Asian bishops talk back to Vatican
Meeting in Thailand in early January, 160 bishops of the Federation of Asian Bishops' Conferences (FABC) remained committed "to the emergence of the 'Asianness' of the church in Asia," and subjected a Vatican official to sharp questioning about Rome's perspectives on the region.
It was the seventh plenary assembly of FABC in 30 years, and the first since the 1998 Asian Bishops' Synod. At the Synod, and again in his post-synod document, Ecclesia in Asia, a year later, John Paul II insisted that Asian bishops must evangelize mainly by proclaiming Jesus as unique savior. But the bishop-delegates at FABC respectfully disagreed, still insisting that as tiny minority churches in overwhelmingly Buddhist, Hindu and Muslim nations, they should rather evangelize by the unspoken witness of love and humble service, and by dialogue with the other Asian religions.
According to Tom Fox, who covered the Thailand meeting for NCR, Cardinal Jozef Tomko, the Vatican representative, told the Asian bishops their main agenda should be the study of the Pope's Ecclesia in Asia. That never happened. In fact, among 23 workshops, no one requested one to study the papal document.
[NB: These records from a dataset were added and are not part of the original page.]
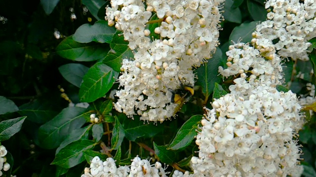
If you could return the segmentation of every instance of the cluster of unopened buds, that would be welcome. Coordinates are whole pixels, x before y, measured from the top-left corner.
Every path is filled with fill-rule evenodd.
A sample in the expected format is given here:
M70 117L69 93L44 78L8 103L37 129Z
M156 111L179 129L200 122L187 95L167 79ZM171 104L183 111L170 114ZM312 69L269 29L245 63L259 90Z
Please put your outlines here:
M132 161L130 166L117 167L116 161L109 157L103 161L95 156L91 161L90 168L86 168L81 177L167 177L161 164L157 162L151 165L147 159L141 159L137 156Z
M123 59L117 111L155 121L174 115L178 105L170 90L193 87L193 67L215 52L223 1L111 0L106 19L136 51Z
M6 155L7 150L3 146L0 146L0 177L2 176L2 170L7 171L10 169L10 164L6 162Z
When Tomko criticized the "weak Christology in Asia," several bishops asked him what he meant. Tomko said he meant portraying Jesus as simply a prophet, but not the Son of God. The bishops demanded to know if he had found such a Christology at FABC. He said he had not. One bishop asked, amid laughter, if Rome would recognize an Asian Christ if it saw one.
In a final draft statement that reflected their pastoral autonomy and experience, the Asian bishops dealt with economic globalization and poverty. They called for wider collaboration with the laity, more inclusive- ness toward women and youth, and more small faith communities. They repeated their trademark allegiance to the "triple dialogue" - with culture, with the other religions, and with the poor. They recommitted themselves to "a new way of being Church."